On devait me dire plus tard — il y a toujours un scélérat pour le faire — qu’on avait déjà un peu aboyé sur son compte ; que le commandant et Mme Hombourg n’étaient pas fâchés de la caser. Explication qui n’explique rien : pour se « caser » il faut faire une affaire et je n’en étais pas une. Je crois plutôt qu’il y avait chez Gisèle ce côté curieusement raisonnable des imprudentes qui prennent contre elles-mêmes des garanties. Mainte fille, au surplus, remarque un homme précisément parce qu’il n’a rien de remarquable, parce qu’il lui laissera tout son éclat et cette autorité dont les femmes sont de plus en plus friandes. N’était-il pas tentant pour elle, enfin, de s’assurer l’indépendance en traversant simplement la rue, presque sans quitter ses parents, pour s’installer dans une maison dont une belle-mère malade lui remettait les consignes et les clefs ?

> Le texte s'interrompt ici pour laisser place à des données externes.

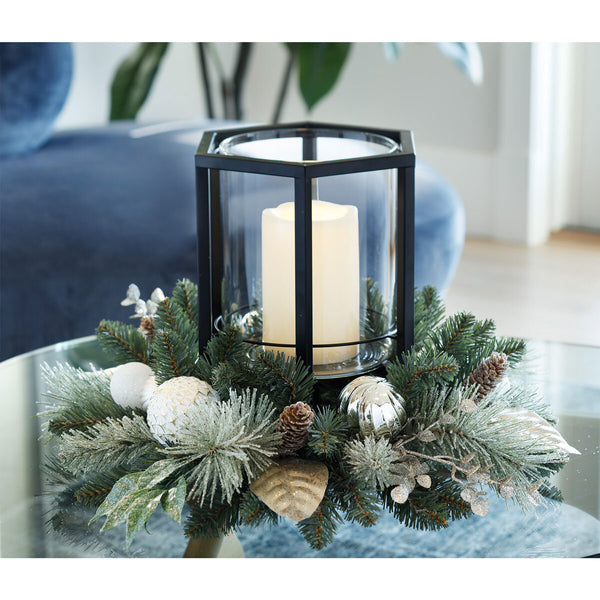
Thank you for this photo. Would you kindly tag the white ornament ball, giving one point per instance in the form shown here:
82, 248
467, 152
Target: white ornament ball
132, 385
171, 402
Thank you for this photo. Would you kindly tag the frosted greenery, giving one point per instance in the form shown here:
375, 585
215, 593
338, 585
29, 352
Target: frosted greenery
228, 443
107, 444
438, 466
371, 460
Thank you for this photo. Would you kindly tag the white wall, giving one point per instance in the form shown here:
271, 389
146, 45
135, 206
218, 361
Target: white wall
478, 137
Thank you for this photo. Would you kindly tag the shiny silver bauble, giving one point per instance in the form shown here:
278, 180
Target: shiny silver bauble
373, 404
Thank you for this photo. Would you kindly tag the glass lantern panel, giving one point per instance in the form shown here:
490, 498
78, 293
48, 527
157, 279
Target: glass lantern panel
354, 253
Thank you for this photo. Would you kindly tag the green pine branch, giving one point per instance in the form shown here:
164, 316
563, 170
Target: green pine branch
124, 343
107, 445
77, 399
185, 297
429, 312
320, 528
416, 372
421, 511
254, 512
212, 519
359, 502
328, 432
286, 380
175, 342
227, 444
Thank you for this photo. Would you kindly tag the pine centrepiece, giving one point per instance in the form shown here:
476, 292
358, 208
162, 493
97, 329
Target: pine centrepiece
457, 442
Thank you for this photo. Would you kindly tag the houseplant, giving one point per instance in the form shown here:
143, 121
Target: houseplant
317, 65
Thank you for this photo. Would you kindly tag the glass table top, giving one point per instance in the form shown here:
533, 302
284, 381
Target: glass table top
567, 376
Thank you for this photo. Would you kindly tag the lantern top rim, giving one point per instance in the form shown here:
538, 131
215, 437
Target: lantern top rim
244, 144
385, 149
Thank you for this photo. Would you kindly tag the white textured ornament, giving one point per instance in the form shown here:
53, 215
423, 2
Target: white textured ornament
132, 384
374, 404
170, 403
539, 428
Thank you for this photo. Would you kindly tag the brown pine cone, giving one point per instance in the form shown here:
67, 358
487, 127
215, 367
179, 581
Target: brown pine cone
488, 374
294, 422
147, 326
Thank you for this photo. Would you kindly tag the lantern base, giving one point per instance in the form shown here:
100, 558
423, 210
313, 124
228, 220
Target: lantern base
369, 357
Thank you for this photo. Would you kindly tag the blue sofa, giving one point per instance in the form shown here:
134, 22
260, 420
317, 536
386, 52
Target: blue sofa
84, 213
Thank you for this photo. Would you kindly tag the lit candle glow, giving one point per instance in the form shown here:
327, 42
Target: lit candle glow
336, 293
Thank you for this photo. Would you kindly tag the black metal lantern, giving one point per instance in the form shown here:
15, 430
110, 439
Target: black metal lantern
306, 241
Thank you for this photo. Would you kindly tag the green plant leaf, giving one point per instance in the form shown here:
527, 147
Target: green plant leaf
133, 80
319, 66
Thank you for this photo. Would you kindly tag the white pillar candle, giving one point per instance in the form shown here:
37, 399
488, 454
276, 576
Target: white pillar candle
336, 294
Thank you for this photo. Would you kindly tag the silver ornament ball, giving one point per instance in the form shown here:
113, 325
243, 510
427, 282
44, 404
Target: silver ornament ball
171, 402
132, 385
373, 404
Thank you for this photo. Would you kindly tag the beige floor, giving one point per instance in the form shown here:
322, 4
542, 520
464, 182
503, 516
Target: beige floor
550, 292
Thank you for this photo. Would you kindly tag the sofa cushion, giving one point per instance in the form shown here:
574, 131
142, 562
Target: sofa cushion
34, 83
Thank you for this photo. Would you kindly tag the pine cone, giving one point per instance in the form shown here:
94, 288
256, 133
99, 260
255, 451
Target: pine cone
147, 326
293, 424
488, 374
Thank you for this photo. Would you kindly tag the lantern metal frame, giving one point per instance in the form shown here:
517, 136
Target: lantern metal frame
209, 163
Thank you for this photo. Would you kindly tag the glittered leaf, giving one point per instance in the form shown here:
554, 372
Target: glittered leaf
469, 494
468, 406
422, 469
173, 501
134, 498
426, 436
114, 503
140, 508
400, 493
447, 419
424, 481
481, 506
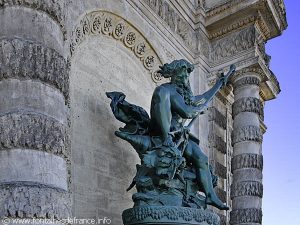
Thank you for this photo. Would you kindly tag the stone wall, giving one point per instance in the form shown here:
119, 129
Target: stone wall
58, 153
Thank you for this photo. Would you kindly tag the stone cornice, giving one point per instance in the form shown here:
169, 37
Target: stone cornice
268, 15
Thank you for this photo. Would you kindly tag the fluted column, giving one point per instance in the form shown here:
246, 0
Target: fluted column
34, 175
247, 161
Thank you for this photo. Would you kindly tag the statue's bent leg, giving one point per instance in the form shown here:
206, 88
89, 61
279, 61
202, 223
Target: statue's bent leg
194, 155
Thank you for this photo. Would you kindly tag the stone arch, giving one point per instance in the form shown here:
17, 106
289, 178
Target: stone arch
106, 23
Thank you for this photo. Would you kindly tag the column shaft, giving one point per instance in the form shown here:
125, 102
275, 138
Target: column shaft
34, 178
246, 189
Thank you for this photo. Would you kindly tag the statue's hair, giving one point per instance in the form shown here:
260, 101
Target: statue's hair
169, 69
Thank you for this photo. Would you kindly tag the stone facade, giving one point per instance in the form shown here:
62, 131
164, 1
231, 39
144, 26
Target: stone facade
59, 156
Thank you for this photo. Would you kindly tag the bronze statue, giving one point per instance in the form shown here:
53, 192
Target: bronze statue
173, 167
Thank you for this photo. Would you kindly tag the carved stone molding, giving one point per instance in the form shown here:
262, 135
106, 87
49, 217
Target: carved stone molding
247, 188
220, 8
111, 25
218, 143
33, 131
234, 26
232, 44
247, 161
23, 59
246, 216
216, 116
174, 20
246, 81
220, 170
54, 8
248, 104
247, 133
169, 215
34, 202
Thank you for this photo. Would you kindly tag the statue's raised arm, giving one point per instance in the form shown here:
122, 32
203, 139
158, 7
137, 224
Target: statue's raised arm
173, 167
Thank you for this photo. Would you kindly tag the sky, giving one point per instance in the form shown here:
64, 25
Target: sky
281, 146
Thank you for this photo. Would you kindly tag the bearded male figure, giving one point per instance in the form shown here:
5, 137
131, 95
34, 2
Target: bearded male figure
172, 103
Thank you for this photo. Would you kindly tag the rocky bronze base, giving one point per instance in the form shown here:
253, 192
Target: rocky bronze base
172, 215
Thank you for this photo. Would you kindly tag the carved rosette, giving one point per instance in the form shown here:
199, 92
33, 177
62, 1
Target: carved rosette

Je fais ici bon marché de son cœur et j’en ai honte. Mais j’imagine mal qu’elle ait pu m’aimer. Pour respecter son souvenir, j’en suis venu à préférer qu’elle ait en moi, durant un temps, aimé l’amour, jusqu’à ce qu’il lui soit donné de le rencontrer vraiment. Ainsi la faute m’appartient : celle de n’avoir pas su la garder. Qu’elle n’ait pas tenu elle-même tous ses engagements, il est possible. Mais ce secret lui reste, que je n’ai jamais voulu percer. Pour moi, l’essentiel, c’est qu’elle n’ait pas retraversé la rue.

Ma fidélité doit paraître complaisante. Des fiançailles tièdes, une lune de miel voilée ne l’annonçaient pas. Le soin que je mets à défendre ma femme n’est pas, pourtant, le fait d’un misérable orgueil, d’une longue hypocrisie. Mon attitude a dû le laisser entendre et, parfois, je m’interroge moi-même avec mépris. Mais vraiment, telle qu’elle était, j’ai beaucoup aimé Gisèle ; et comme ma mère je l’oublie difficilement. Encore qu’ils s’en défendent, la plupart des hommes ont peu choisi, beaucoup subi, quelquefois même longtemps refusé ce qu’ils finissent par accepter. La seule force, chez moi, est cette acceptation. Comme le ciment, d’abord sans consistance, je prends autour de l’être que m’offre le hasard, si cet être est lui-même d’un certain caractère, s’il est fait d’une matière qui permet l’enrochement. Gisèle avait ce grain, qui manque à Laure. Plus que d’autres à une longue union réussie, je m’accroche à ces quelques années de mariage manqué. Le bonheur — qui leur fit défaut — n’est pas nécessaire au regret. Ce qu’on aurait pu vivre, on le regrette même mieux que ce qu’on a vécu.